A Self Crusting, Dark Leafy Green Quiche
One of my favorite way to use our abundance of eggs packed full of nutrients is by making a quiche – a light dish, perfect for a spring time brunch or supper.
A quiche is essentially a custard that is made with milk and eggs and then poured into a pastry crust to be baked. As delightful as a traditional quiche is, I’m oftentimes to busy in this season to make the crust, allow it to firm up in the fridge, roll it out, and then mold it into a pie dish. Instead, on busy spring days, I usually make a self crusting quiche that forms itself by the addition of flour and a bit of baking powder. It creates its own darkened type crust right in the oven as it’s baking. It saves me so much time and makes this dish come together in literally minutes! For this particular quiche, I added dark leafy greens of swiss chard, kale, and spinach. Together with cheddar and pecorino romano cheeses, this quiche is light, creamy, and savory. What’s great about a quiche is that it can be eaten warm, at room temperature, or cold. On days that my family has ball games to play, I’ll usually whip up a self crusting quiche during the day and refrigerate it to eat cold later in the evening. A quick, nourishing, and satisfying spring meal.

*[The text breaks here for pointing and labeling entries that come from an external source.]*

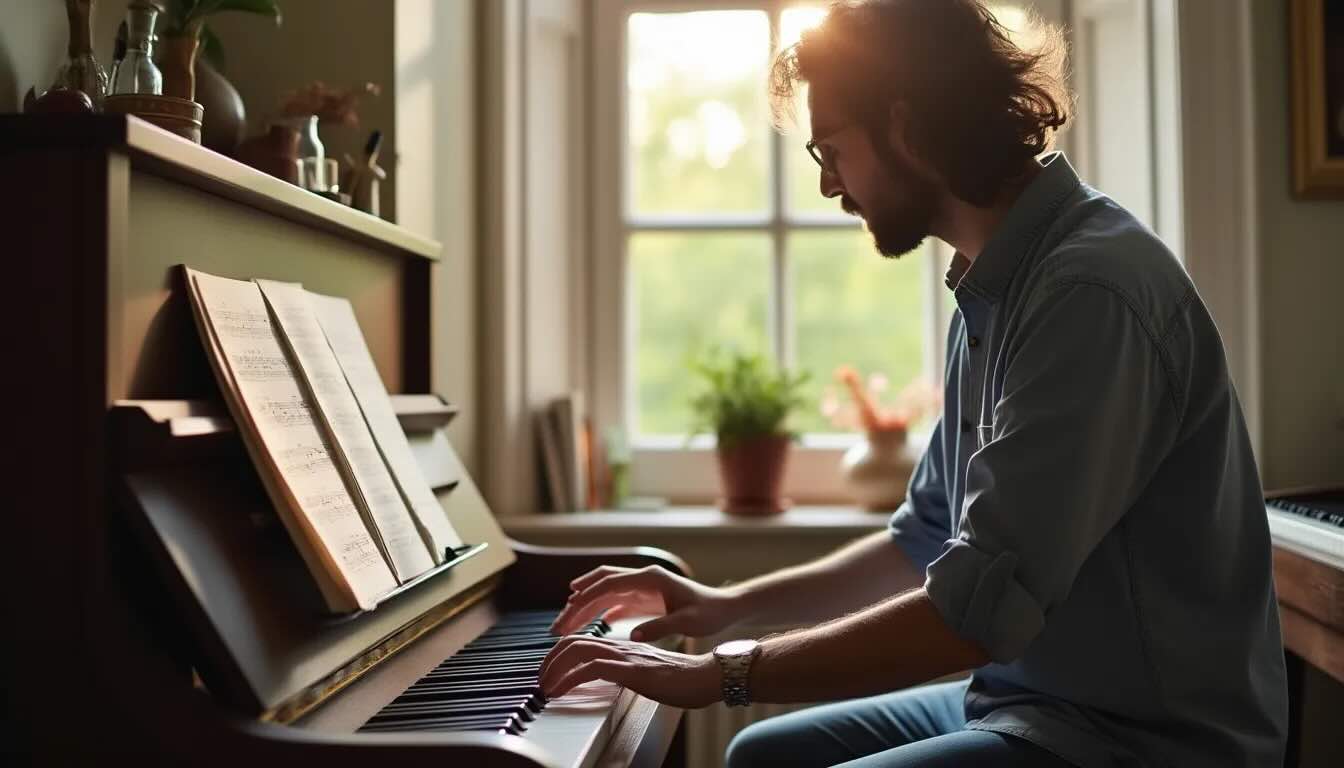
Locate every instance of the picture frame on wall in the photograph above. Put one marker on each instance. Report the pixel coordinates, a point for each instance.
(1317, 73)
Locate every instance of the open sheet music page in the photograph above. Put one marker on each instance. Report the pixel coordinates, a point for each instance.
(372, 487)
(268, 400)
(347, 340)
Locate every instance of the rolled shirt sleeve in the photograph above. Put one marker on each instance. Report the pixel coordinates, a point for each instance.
(1078, 431)
(922, 522)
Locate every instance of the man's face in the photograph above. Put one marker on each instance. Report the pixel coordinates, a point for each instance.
(879, 184)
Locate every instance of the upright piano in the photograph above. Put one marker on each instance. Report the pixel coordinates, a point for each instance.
(155, 604)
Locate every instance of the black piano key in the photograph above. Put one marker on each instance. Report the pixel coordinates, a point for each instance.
(488, 685)
(453, 710)
(485, 722)
(523, 705)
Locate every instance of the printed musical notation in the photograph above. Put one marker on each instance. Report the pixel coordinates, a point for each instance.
(347, 342)
(269, 402)
(338, 413)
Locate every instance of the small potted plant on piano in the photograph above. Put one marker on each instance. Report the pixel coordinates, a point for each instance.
(746, 404)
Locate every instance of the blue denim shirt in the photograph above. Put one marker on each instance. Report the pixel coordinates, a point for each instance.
(1089, 510)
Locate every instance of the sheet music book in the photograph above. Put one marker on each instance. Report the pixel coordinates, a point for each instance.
(347, 342)
(305, 425)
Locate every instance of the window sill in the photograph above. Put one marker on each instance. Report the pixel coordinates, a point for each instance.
(688, 474)
(702, 522)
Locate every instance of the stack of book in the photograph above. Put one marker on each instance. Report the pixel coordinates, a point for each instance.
(317, 423)
(566, 447)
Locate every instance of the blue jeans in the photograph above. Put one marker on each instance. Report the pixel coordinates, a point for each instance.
(915, 726)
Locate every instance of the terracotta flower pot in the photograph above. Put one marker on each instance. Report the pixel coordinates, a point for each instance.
(178, 63)
(751, 474)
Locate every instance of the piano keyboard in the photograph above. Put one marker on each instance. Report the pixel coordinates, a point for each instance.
(488, 685)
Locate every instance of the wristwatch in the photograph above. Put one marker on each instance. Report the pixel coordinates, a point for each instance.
(735, 659)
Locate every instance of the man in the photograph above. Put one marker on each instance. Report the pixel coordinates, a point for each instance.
(1085, 531)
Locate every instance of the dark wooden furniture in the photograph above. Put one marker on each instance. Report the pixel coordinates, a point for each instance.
(152, 605)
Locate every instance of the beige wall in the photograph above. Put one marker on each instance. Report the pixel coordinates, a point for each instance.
(1301, 246)
(436, 116)
(32, 42)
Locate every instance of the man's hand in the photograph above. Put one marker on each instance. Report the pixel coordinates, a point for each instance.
(678, 679)
(683, 607)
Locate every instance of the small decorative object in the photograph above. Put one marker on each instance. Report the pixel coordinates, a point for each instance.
(81, 70)
(333, 106)
(876, 470)
(135, 70)
(183, 32)
(175, 114)
(274, 152)
(61, 101)
(312, 167)
(364, 176)
(226, 116)
(1317, 53)
(746, 405)
(308, 106)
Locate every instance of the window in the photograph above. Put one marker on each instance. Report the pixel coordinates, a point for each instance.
(710, 230)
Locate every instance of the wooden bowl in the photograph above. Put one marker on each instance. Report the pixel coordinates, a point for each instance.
(179, 116)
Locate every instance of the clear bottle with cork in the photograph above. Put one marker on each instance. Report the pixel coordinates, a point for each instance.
(136, 71)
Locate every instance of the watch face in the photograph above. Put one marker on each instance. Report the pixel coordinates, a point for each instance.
(735, 647)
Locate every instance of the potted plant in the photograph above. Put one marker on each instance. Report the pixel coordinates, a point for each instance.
(183, 31)
(746, 405)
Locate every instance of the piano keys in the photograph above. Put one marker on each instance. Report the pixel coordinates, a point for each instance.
(157, 609)
(489, 685)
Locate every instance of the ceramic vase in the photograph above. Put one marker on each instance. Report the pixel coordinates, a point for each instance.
(751, 475)
(876, 470)
(226, 119)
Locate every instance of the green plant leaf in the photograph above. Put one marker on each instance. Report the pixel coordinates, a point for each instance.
(743, 397)
(260, 7)
(211, 49)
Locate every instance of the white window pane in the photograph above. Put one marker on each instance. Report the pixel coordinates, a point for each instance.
(698, 120)
(691, 292)
(852, 307)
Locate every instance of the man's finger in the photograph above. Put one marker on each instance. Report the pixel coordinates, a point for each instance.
(579, 612)
(659, 628)
(569, 655)
(617, 673)
(601, 572)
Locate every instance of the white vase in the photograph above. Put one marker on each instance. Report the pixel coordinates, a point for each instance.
(878, 468)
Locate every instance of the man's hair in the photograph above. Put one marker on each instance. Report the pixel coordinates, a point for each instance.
(980, 106)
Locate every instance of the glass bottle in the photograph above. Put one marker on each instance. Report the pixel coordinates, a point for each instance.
(312, 155)
(81, 70)
(136, 73)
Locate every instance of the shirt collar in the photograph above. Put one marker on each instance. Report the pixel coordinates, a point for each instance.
(1034, 210)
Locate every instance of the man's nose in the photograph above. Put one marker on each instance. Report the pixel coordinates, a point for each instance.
(831, 186)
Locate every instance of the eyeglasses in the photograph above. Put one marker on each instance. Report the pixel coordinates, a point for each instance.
(824, 154)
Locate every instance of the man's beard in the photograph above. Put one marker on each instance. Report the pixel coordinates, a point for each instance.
(899, 227)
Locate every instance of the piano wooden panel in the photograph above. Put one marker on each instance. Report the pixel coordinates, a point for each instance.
(102, 630)
(261, 626)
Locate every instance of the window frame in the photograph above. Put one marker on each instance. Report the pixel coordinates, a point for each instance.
(676, 470)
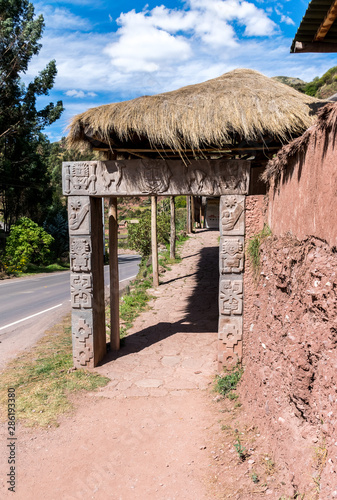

- 2 tbls extra virgin olive oil
- ½ medium yellow onion, diced
- 2 cups packed dark leafy greens (like spinach, swiss chard, kale)
- ¼ cup water
- 4 eggs
- 1 cup milk
- ½ cup cheddar cheese
- ½ cup flour (for gluten free, sub oat flour)
- ½ tsp baking powder
- ½ tsp salt
- ¼ cup Pecorino Romano Cheese or Parmesan
- Preheat oven to 400F.
- Lightly butter a 10-inch pie plate
- In a skillet or cast iron pan, heat 2 tbls of extra virgin olive oil and saute the onion until translucent. Add 2 cups, dark leafy greens and the water. Cook until the greens just start to wilt; 3-4 minutes. Set aside to cool.
- In a large mixing bowl, whisk together the eggs and the milk. Add the cheddar cheese and mix though. Add the flour, baking powder and salt; whisk through then stir in the greens and onions.
- Pour the contents of the bowl into the pie plate. Top with the Pecorino Romano cheese.
- Bake for 35-40 minutes, or until the center is set and the outside edges are golden brown.
What are your favorite meals to whip up on busy days?